Read the API documentation for json-glib functions carefully to check whether
the function will put the JsonReader
into an error state on failure and, if
so, how to get it out of that error state.
Schema validation
Ideally, all JSON formats will have an accompanying JSON schema which describes the expected structure of the JSON files. A JSON schema is analogous to an XML schema for XML documents. If a schema exists for a JSON document which is stored in git (such as a UI definition), that document can be validated at compile time, which can help catch problems without the need for runtime testing.
One tool for this is Walbottle, which
allows validation of JSON documents against schemas. Given a schema called
schema.json
and two JSON documents called example1.json
and
example2.json
, the following Makefile.am
snippets will validate them at
compile time:
json_schema_files = schema.json
json_files = example1.json example2.json
check-local: check-json-schemas check-json
check-json-schemas: $(json_schema_files)
json-schema-validate --ignore-errors $^
check-json: $(json_schema_files) $(json_files)

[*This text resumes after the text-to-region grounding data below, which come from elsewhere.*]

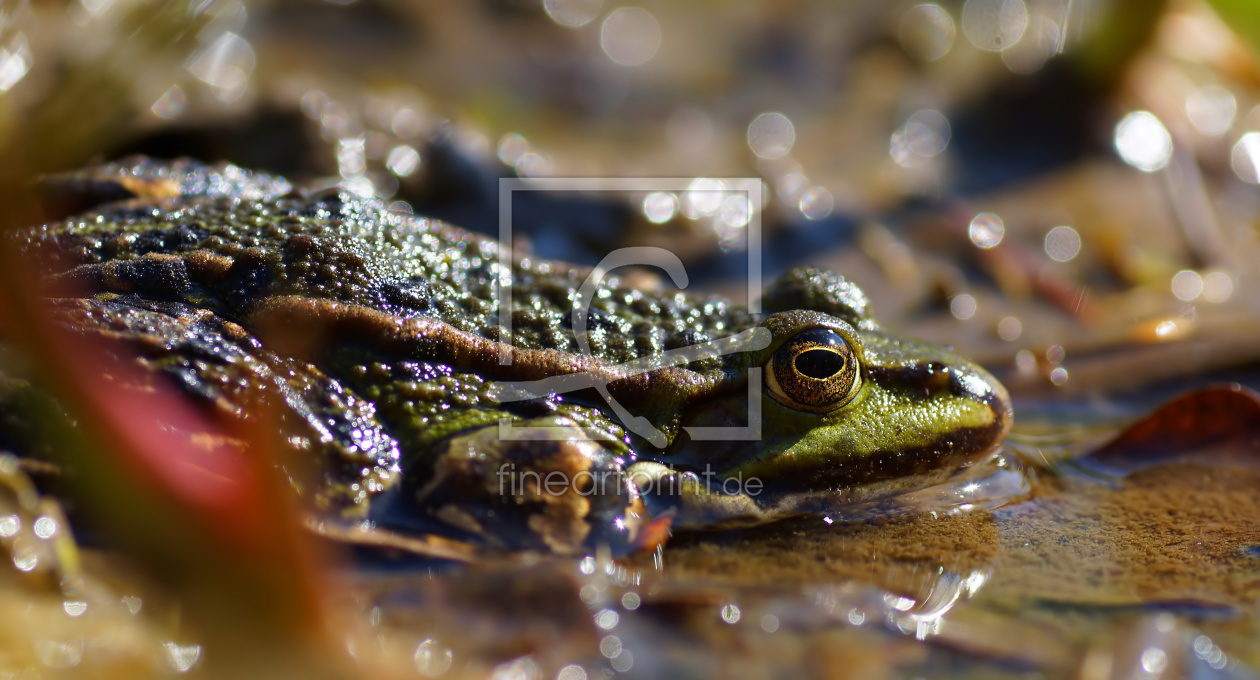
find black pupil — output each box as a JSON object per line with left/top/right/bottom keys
{"left": 794, "top": 349, "right": 845, "bottom": 379}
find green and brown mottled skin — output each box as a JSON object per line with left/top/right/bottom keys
{"left": 2, "top": 158, "right": 1012, "bottom": 554}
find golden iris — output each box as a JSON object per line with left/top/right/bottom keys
{"left": 765, "top": 327, "right": 860, "bottom": 413}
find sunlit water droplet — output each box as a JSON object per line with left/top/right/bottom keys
{"left": 721, "top": 603, "right": 741, "bottom": 624}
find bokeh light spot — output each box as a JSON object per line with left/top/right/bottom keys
{"left": 899, "top": 4, "right": 956, "bottom": 61}
{"left": 1115, "top": 111, "right": 1173, "bottom": 172}
{"left": 968, "top": 212, "right": 1004, "bottom": 248}
{"left": 997, "top": 316, "right": 1022, "bottom": 341}
{"left": 1044, "top": 225, "right": 1081, "bottom": 262}
{"left": 1171, "top": 269, "right": 1203, "bottom": 301}
{"left": 1230, "top": 132, "right": 1260, "bottom": 183}
{"left": 961, "top": 0, "right": 1027, "bottom": 52}
{"left": 1202, "top": 270, "right": 1234, "bottom": 303}
{"left": 544, "top": 0, "right": 603, "bottom": 27}
{"left": 1186, "top": 86, "right": 1236, "bottom": 137}
{"left": 890, "top": 109, "right": 950, "bottom": 167}
{"left": 601, "top": 7, "right": 661, "bottom": 67}
{"left": 950, "top": 294, "right": 977, "bottom": 320}
{"left": 798, "top": 187, "right": 834, "bottom": 220}
{"left": 747, "top": 112, "right": 796, "bottom": 160}
{"left": 642, "top": 192, "right": 678, "bottom": 223}
{"left": 1001, "top": 15, "right": 1058, "bottom": 74}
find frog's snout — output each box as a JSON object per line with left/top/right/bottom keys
{"left": 949, "top": 363, "right": 1013, "bottom": 451}
{"left": 866, "top": 356, "right": 1013, "bottom": 457}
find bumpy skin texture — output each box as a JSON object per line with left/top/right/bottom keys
{"left": 5, "top": 158, "right": 1011, "bottom": 553}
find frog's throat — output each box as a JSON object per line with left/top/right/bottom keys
{"left": 245, "top": 295, "right": 751, "bottom": 412}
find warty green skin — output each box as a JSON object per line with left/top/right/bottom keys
{"left": 8, "top": 158, "right": 1012, "bottom": 553}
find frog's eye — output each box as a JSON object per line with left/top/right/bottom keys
{"left": 765, "top": 327, "right": 861, "bottom": 413}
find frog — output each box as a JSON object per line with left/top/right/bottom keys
{"left": 3, "top": 157, "right": 1012, "bottom": 555}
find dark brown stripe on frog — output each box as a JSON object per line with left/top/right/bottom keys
{"left": 864, "top": 363, "right": 1005, "bottom": 409}
{"left": 244, "top": 296, "right": 750, "bottom": 412}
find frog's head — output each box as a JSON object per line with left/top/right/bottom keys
{"left": 669, "top": 267, "right": 1012, "bottom": 512}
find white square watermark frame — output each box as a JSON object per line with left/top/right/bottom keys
{"left": 495, "top": 177, "right": 766, "bottom": 445}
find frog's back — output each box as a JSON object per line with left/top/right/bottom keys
{"left": 20, "top": 160, "right": 755, "bottom": 366}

json-validate --ignore-errors $(addprefix --schema=,$(json_schema_files)) $(json_files)
.PHONY: check-json-schemas check-json
Unit testing
Due to the susceptibility of JSON handling code to break on invalid input (as it assumes the input follows the correct schema, which it may not, as it’s untrusted), it is important to unit test such code. See the Unit testing guidelines for suggestions on writing code for testing. The ideal is for the JSON parsing code to be separated from whatever code calls it, so that it can be linked into unit tests by itself, and passed JSON snippets to check what it retrieves from them.
Thinking of JSON snippets which thoroughly test parsing and validation code is hard, and is impossible to do without also using code coverage metrics (see the Tooling guidelines). However, given a JSON schema for the document, it is possible to automatically and exhaustively generate unit test vectors which can be easily copied into the unit tests to give good coverage.
This can be done using Walbottle:
json-schema-generate --valid-only schema.json
json-schema-generate --invalid-only schema.json
That command will generate sets of valid and invalid test vectors, each of which is a JSON instance which may or may not conform to the given schema.